Broader Business Community
The business community itself, including contractors, hotel and restaurant associations, local unions, realtors, and Xcel Energy, the city’s utility, wrote to Denver City Council in a coalition letter on August 12, calling for a more robust stakeholder process for what would be an unprecedented tax on businesses by a major U.S. city.
“We strongly support efforts to address climate change and our collective groups have been working positively on a number of recent climate issues in the City. However, we believe this significant and costly proposal should at the very minimum undergo a full and transparent City Council process to ensure it is adequately analyzed before being referred to Denver voters,” the coalition wrote.
“As you are aware, an initiative such as the one proposed has never been implemented in any major city in our country. Due to this fact, there are significant unknown impacts, as well as questions and concerns that would benefit from a thorough analysis and discussion from City Council and the community, small businesses and employers that are impacted by this measure,” they added.
Property Managers
Those impacts were illustrated by an August 8 email from Joe Stanoch, Associate at CRL Associates, Inc. in Denver, to Councilwoman Black. According to his calculations for the company’s building, “YTD the tax would cost them $18,608.86 and extrapolated to a yearly total it would add up to $31,897.47,” Stanoch wrote.
In addition to the thousands of dollars in new tax costs, the building owners have already added costs to be environmentally certified as lower emission properties, and the new tax in effect penalizes those efforts, he continued.
“Additionally, as you can see from their site here, they are an ENERGY STAR and LEED Gold certified building so they are already at the top of the industry in terms of energy efficiency. I think that’s what upsetting to a lot of these buildings is that they are already doing everything they can to maximize their energy efficiency, but they’ll still be continually taxed,” Stanoch added.
Other property owners could see annual additional tax costs exceed six figures, according to Stanoch’s analysis.

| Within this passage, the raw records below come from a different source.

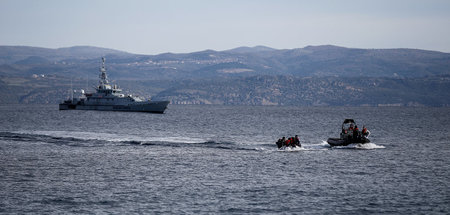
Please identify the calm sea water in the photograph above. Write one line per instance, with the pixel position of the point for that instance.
(222, 159)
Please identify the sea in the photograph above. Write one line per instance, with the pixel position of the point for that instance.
(206, 159)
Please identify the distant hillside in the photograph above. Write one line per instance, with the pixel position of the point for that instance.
(311, 61)
(17, 54)
(314, 75)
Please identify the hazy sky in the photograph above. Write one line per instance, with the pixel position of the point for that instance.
(152, 27)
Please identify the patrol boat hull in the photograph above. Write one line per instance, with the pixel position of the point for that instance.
(110, 98)
(151, 107)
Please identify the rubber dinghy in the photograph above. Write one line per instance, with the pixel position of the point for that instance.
(350, 135)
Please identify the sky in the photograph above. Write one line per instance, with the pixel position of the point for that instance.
(160, 26)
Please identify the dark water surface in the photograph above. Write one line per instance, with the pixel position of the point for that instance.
(222, 159)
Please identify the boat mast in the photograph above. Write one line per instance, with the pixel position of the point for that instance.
(103, 77)
(71, 89)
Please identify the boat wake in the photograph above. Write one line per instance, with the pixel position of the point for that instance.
(366, 146)
(91, 139)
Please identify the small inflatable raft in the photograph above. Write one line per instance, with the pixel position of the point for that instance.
(350, 134)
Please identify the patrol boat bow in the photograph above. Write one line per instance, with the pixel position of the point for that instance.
(110, 98)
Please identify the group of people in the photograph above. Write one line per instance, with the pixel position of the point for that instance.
(289, 142)
(355, 131)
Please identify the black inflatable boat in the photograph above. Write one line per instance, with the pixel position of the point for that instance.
(350, 134)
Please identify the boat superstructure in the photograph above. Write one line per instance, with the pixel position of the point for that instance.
(109, 97)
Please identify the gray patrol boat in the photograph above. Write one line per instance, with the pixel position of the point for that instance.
(110, 98)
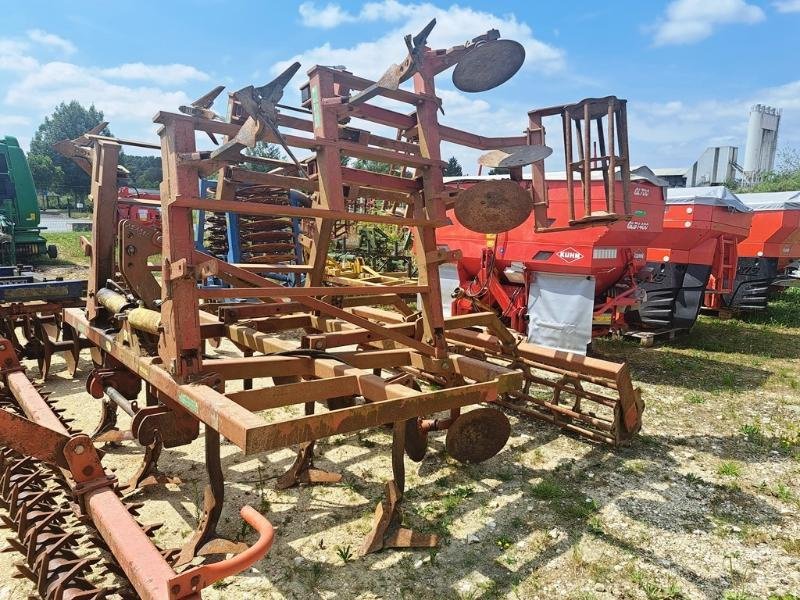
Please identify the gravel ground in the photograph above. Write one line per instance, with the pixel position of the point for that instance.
(704, 504)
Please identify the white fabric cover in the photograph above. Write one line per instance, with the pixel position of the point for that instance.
(717, 195)
(560, 310)
(772, 200)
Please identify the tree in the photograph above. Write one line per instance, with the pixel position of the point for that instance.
(371, 165)
(145, 171)
(499, 171)
(68, 121)
(46, 175)
(264, 150)
(786, 178)
(453, 168)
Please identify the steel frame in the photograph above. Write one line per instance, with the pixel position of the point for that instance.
(157, 331)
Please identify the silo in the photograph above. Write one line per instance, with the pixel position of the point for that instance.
(762, 141)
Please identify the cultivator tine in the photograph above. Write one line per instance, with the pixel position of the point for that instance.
(302, 471)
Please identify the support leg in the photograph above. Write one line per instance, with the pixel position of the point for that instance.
(386, 530)
(302, 472)
(205, 539)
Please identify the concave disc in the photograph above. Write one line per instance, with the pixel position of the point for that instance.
(515, 156)
(493, 206)
(416, 440)
(478, 435)
(488, 65)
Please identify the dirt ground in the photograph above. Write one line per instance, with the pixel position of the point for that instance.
(704, 504)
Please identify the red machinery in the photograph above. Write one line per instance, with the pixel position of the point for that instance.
(694, 256)
(768, 256)
(138, 209)
(531, 277)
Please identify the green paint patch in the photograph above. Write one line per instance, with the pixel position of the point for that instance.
(187, 402)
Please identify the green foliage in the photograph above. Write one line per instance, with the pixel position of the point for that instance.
(371, 165)
(499, 171)
(730, 469)
(453, 168)
(68, 121)
(344, 553)
(145, 171)
(786, 178)
(46, 174)
(264, 150)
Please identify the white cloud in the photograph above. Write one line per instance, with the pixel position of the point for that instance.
(455, 25)
(689, 21)
(787, 5)
(13, 120)
(326, 17)
(14, 56)
(56, 82)
(675, 133)
(163, 74)
(332, 15)
(44, 38)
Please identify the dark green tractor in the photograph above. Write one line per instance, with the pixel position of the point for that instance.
(20, 233)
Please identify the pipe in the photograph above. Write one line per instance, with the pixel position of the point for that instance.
(113, 301)
(121, 401)
(145, 319)
(143, 564)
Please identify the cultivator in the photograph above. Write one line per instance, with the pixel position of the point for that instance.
(361, 365)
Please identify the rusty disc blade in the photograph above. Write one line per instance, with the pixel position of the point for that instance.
(416, 440)
(493, 206)
(477, 435)
(515, 156)
(488, 65)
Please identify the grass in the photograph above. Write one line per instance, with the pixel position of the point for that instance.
(69, 248)
(729, 469)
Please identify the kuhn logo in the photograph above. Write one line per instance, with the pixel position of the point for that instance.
(638, 225)
(569, 255)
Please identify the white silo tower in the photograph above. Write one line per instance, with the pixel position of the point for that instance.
(762, 141)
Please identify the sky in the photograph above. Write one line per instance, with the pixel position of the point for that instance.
(690, 69)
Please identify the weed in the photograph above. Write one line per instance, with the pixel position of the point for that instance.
(737, 595)
(752, 432)
(782, 492)
(344, 553)
(729, 469)
(504, 542)
(792, 546)
(635, 466)
(653, 590)
(693, 478)
(695, 398)
(595, 525)
(547, 489)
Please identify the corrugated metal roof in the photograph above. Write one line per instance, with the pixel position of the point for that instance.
(772, 200)
(717, 195)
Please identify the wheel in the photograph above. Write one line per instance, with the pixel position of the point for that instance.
(478, 435)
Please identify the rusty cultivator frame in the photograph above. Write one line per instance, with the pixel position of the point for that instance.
(365, 357)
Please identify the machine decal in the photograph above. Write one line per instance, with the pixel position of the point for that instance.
(569, 255)
(638, 225)
(609, 253)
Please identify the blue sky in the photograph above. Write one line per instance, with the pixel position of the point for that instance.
(690, 69)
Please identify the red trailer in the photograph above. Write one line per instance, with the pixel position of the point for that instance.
(768, 257)
(694, 256)
(559, 287)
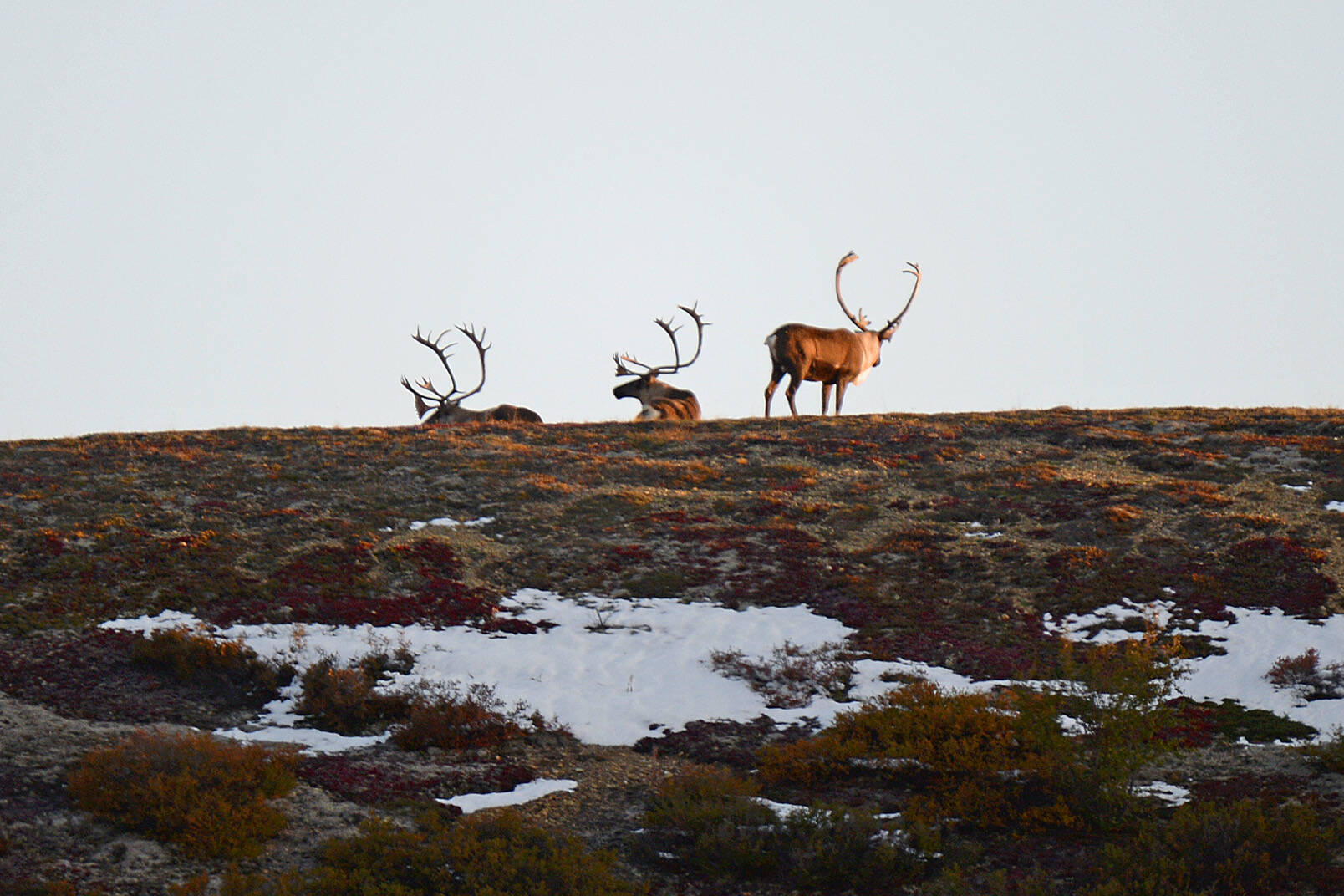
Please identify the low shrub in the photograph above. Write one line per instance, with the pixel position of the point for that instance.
(451, 718)
(1231, 720)
(1326, 756)
(995, 761)
(496, 854)
(199, 659)
(209, 796)
(346, 700)
(1306, 676)
(1118, 699)
(711, 824)
(1003, 759)
(1224, 849)
(373, 782)
(792, 676)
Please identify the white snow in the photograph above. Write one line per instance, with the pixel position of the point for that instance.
(521, 794)
(449, 523)
(614, 670)
(610, 670)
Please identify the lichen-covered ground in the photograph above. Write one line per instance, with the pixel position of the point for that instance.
(937, 537)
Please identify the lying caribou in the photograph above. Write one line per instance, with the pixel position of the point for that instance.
(446, 407)
(659, 400)
(831, 356)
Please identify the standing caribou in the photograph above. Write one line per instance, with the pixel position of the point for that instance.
(661, 402)
(446, 407)
(831, 356)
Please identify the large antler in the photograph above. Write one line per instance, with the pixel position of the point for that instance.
(895, 321)
(435, 345)
(621, 369)
(860, 321)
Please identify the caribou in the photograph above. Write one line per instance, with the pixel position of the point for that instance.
(658, 400)
(831, 356)
(445, 407)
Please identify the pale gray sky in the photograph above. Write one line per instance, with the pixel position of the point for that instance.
(222, 214)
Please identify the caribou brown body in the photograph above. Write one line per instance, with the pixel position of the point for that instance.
(446, 407)
(660, 400)
(835, 358)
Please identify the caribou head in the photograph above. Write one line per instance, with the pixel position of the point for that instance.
(658, 400)
(445, 407)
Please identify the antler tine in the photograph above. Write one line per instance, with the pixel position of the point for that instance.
(676, 349)
(895, 321)
(621, 369)
(699, 331)
(421, 406)
(860, 321)
(469, 332)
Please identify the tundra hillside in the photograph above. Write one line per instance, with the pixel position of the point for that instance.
(864, 519)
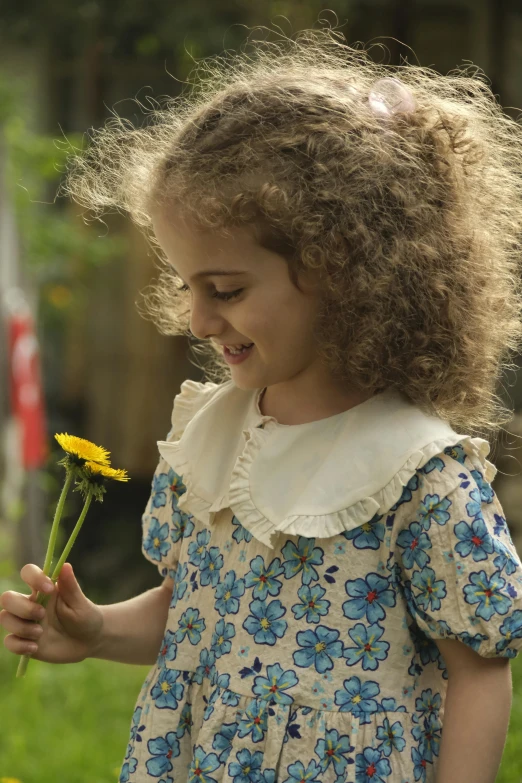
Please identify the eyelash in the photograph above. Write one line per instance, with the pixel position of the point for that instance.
(224, 295)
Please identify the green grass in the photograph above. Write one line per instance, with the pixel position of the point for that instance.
(66, 724)
(70, 723)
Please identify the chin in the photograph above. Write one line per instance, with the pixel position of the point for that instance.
(244, 385)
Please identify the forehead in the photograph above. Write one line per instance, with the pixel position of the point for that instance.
(189, 246)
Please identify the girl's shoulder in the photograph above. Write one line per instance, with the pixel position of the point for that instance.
(192, 397)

“We have another building downtown whose tax last year would’ve been $38,299 and we are still running the numbers on others, but there are a few that will likely be over $100,000,” he concluded.
Marijuana Industry Exemptions
Kristi Kelly, Executive Director for the Marijuana Industry Group, emailed Council President Clark on August 13 to express support for alterations in favor of incentives over tax penalties, including exemptions from the electricity tax if the company uses renewable energy or other efficiency measures.
“In order to incentivize companies to be efficient with energy, regardless of size, and to reward those companies that are adopting energy efficient measures, we would like to explore having the tax not apply to companies who 1) receive their energy from a carbon-neutral source or 2) whose energy use is less than the industry benchmark determined by the sustainable energy office,” Kelly wrote.
“We should do what we can to empower businesses to embrace energy saving practices, as such, we’d like to see the ballot language dedicate a percentage certain of the tax revenue to energy savings incentives, including credits and rebates,” Kelly added.